もう一度、この愛に気づいてくれるなら
ブルガン王宮に、一人の賊が現れた。

ズボンらしきものは穿いているが上は裸で、髪はボサボサだった。そして、汚らしく、異臭がする。

兵士らが槍を向ければ、するりと交わした。

馬上の賊は身のこなしが尋常ではなく、兵士らが寄ってたかってもするりと交わして捉えることができなかった。

そして、帝国語らしき言葉で何やら喚き始めたため、帝国語のわかる騎士たちが呼ばれた。

騎士によればラクア国王を騙っているという。

「こんな賊が国王のはずがないだろう」

「ラクア国王は美丈夫なはずだ」

しかし、そういう目で見れば、その男の態度は実に堂々としており、汚らしいくせに、威風が備わっている。

一人の騎士が思い出した。

(そういえば、婚姻使節団のラクア騎士が、ラクア国王は、いつも裸でごろついているとか自虐めいた冗談を言っていたが、まさか……)

報告を受けた宰相は言った。

「とりあえず風呂に入れろ」

「しかし、陛下に会わせろと言って聞かないんです」

「そんな汚いなりで陛下に会わせるわけにはいかんだろ」

そうこうしている間に、自称ラクア国王は、馬から降りて、勝手にずんずんと王宮に入っていく。しかし、途中で、よろめいた。

それは本物のラクア国王、ゲルハルトだった。

ゲルハルトは、馬車で一か月かかる道のりを、たった5日で到着した。石畳の王都に着いたとき、ゲルハルトに着いてこられた側近は一人もいなかった。

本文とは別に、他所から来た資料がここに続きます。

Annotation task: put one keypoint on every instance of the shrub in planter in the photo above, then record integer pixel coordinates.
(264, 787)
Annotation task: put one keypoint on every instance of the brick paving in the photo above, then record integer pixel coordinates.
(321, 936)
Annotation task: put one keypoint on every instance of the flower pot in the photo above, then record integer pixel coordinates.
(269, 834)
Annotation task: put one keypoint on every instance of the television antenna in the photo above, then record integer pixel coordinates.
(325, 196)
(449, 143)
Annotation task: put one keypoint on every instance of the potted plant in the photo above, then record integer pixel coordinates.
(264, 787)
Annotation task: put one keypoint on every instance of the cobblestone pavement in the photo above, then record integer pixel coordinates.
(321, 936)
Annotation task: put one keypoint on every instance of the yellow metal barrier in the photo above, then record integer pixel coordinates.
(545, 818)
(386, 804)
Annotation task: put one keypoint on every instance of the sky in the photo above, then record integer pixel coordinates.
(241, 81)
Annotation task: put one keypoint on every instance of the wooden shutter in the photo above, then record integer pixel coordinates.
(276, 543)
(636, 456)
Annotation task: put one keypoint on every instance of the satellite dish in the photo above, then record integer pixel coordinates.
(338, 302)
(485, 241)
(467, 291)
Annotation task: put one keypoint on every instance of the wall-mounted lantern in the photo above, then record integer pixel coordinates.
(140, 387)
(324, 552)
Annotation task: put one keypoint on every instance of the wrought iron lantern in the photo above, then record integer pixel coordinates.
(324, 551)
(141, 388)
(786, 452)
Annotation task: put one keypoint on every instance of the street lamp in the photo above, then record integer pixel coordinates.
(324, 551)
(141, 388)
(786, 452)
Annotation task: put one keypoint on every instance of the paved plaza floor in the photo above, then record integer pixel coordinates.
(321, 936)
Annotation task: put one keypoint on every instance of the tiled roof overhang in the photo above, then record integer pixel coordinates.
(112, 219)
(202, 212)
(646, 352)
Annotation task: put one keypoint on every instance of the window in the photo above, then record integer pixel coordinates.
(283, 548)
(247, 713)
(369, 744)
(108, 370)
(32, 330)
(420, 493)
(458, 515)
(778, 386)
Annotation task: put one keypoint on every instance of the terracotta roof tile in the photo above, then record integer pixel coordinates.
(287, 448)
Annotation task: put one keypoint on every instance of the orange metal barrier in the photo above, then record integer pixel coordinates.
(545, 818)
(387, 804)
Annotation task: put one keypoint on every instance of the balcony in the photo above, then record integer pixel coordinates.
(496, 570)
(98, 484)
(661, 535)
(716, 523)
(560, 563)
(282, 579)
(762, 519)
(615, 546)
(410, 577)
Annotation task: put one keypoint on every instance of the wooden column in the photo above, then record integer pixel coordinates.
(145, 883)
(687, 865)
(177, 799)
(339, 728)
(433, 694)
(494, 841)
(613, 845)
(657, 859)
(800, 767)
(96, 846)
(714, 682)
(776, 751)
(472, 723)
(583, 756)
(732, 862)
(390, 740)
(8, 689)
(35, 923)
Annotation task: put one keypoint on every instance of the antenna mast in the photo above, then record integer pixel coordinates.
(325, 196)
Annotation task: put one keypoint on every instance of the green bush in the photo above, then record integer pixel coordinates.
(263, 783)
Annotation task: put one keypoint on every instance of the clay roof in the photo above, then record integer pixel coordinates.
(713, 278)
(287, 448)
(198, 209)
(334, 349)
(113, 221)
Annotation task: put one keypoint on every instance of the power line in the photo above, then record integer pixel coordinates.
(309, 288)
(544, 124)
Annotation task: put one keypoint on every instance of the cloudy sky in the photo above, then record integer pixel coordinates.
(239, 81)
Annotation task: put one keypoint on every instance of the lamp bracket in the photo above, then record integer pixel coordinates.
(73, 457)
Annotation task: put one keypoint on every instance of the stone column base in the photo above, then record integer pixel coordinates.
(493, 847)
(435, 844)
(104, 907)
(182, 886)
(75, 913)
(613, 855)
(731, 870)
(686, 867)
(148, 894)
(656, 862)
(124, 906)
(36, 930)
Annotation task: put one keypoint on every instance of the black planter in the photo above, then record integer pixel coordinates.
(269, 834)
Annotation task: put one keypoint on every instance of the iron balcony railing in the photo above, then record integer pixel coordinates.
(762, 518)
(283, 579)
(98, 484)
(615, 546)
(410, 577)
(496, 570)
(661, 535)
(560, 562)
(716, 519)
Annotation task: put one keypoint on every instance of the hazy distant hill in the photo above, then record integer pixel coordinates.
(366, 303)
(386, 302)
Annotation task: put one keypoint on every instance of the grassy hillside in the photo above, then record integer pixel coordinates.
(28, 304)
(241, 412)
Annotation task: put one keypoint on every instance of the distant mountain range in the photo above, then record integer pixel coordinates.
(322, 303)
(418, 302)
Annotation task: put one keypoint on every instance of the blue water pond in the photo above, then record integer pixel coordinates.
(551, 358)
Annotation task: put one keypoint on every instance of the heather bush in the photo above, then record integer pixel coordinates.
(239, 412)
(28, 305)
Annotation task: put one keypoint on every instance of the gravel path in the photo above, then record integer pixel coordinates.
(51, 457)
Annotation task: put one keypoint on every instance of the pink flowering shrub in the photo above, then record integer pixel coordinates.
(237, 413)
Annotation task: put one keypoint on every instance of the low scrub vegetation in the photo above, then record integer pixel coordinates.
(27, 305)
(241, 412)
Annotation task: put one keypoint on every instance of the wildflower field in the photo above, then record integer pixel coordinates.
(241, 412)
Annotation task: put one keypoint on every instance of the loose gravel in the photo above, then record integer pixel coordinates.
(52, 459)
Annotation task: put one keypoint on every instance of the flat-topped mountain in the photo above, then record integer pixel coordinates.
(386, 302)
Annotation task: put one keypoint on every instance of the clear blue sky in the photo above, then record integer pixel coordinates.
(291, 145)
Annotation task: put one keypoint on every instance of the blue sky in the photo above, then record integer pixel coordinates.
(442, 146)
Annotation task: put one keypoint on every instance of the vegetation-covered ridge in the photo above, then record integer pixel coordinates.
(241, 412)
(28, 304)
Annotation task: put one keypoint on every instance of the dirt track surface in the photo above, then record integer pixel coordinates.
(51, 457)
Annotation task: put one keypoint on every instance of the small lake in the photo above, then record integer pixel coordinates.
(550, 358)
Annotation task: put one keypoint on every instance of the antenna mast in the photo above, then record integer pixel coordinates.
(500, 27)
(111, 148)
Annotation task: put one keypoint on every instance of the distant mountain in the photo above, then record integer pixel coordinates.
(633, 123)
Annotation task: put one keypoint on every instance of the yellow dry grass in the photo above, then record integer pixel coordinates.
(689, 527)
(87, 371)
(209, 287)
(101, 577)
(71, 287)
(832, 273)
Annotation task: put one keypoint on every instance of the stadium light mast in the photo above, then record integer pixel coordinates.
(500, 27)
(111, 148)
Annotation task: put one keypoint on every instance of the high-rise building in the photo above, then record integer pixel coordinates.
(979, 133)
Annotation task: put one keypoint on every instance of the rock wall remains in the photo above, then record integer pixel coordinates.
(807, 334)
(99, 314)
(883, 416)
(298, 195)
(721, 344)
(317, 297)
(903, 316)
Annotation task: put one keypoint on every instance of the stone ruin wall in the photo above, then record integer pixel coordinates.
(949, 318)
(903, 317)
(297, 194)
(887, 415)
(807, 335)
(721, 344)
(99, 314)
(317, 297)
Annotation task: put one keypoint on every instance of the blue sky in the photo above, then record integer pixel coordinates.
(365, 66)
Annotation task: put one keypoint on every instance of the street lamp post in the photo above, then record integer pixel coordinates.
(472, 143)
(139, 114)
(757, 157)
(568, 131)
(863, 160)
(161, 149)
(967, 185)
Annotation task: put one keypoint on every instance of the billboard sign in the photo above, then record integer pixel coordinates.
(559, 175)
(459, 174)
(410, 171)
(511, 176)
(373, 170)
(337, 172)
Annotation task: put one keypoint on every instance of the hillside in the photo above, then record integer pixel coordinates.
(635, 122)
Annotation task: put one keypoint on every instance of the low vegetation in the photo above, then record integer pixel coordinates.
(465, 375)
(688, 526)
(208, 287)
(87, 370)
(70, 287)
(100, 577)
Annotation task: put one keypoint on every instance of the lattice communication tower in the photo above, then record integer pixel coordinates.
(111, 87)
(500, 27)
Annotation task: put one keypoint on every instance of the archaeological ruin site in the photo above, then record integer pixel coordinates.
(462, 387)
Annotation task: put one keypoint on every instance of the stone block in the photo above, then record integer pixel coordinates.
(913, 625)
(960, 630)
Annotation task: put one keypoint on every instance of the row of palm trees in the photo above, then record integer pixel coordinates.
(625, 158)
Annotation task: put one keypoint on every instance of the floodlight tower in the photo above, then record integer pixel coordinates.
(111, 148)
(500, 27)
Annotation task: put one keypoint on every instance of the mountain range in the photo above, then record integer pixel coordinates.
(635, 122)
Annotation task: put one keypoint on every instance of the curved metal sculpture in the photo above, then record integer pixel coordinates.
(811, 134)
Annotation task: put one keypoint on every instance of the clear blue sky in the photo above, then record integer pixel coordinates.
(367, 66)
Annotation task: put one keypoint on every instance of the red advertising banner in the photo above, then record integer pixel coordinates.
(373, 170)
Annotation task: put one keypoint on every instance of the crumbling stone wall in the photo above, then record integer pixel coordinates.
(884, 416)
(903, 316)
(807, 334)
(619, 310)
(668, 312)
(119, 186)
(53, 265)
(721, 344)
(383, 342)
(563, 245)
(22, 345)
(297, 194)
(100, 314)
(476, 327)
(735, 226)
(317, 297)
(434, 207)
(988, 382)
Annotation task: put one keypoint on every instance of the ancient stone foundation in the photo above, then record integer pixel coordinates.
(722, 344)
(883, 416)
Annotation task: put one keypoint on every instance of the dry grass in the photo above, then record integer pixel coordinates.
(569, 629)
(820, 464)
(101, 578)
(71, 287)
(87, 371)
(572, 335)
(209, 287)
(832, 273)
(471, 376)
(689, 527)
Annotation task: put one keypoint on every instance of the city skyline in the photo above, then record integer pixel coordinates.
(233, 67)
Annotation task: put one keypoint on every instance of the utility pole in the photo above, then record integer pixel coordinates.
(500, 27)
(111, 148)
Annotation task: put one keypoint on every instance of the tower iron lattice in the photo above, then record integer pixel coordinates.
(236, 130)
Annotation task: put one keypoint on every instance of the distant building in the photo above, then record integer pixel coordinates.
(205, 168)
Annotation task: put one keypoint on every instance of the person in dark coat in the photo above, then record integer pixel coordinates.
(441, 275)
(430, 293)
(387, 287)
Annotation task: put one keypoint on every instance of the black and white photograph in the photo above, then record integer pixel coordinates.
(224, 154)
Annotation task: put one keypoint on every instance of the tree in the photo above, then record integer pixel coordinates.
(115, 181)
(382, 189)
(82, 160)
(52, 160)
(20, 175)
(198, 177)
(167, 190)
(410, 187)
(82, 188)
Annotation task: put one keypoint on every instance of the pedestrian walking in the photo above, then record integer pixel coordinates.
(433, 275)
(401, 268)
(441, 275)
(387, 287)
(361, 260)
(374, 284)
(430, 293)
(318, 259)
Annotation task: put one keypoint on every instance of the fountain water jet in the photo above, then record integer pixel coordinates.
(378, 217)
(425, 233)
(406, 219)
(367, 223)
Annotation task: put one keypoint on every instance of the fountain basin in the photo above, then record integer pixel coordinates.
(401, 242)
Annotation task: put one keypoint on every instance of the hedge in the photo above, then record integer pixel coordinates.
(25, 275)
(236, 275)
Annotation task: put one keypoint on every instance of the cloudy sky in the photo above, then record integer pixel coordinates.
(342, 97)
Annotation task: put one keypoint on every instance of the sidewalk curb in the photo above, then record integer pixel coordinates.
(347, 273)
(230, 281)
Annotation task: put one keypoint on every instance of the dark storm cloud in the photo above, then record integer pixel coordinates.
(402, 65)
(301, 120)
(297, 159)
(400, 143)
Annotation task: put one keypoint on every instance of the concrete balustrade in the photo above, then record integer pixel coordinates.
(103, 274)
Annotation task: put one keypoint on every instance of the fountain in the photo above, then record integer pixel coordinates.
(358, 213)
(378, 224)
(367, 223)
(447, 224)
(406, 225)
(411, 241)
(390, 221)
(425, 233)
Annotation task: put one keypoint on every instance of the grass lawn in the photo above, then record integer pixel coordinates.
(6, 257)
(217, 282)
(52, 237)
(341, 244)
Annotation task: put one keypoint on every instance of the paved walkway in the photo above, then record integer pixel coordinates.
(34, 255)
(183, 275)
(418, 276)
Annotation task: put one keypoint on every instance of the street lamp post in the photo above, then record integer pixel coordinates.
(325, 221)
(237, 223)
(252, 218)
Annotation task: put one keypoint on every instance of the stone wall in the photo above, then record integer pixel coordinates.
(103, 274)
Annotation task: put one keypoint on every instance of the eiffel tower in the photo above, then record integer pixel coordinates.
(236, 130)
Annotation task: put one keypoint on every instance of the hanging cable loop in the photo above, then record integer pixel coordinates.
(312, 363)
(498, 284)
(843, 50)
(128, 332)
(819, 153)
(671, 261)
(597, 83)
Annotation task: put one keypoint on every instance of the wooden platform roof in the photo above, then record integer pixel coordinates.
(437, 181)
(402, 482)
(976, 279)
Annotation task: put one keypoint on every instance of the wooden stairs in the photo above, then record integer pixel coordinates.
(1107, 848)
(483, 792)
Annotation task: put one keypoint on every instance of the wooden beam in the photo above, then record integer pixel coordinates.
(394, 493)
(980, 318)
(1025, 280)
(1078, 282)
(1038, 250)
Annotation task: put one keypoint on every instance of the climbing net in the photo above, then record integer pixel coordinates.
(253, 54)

アレクスがいれば着いてこられたかもしれなかったが、あいにくアレクスはいなかった。

不眠不休の、ほぼ飲まず食わずで駆けてきたのだ。

さすがのゲルハルトでも消耗していた。

ゲルハルトが客間でひと眠りし、風呂に入り、食事を終えた頃には、一騎二騎とラクアからの騎士が到着し、それが軍勢と呼べるものになったので、やっと、ラクア国王だと認識された。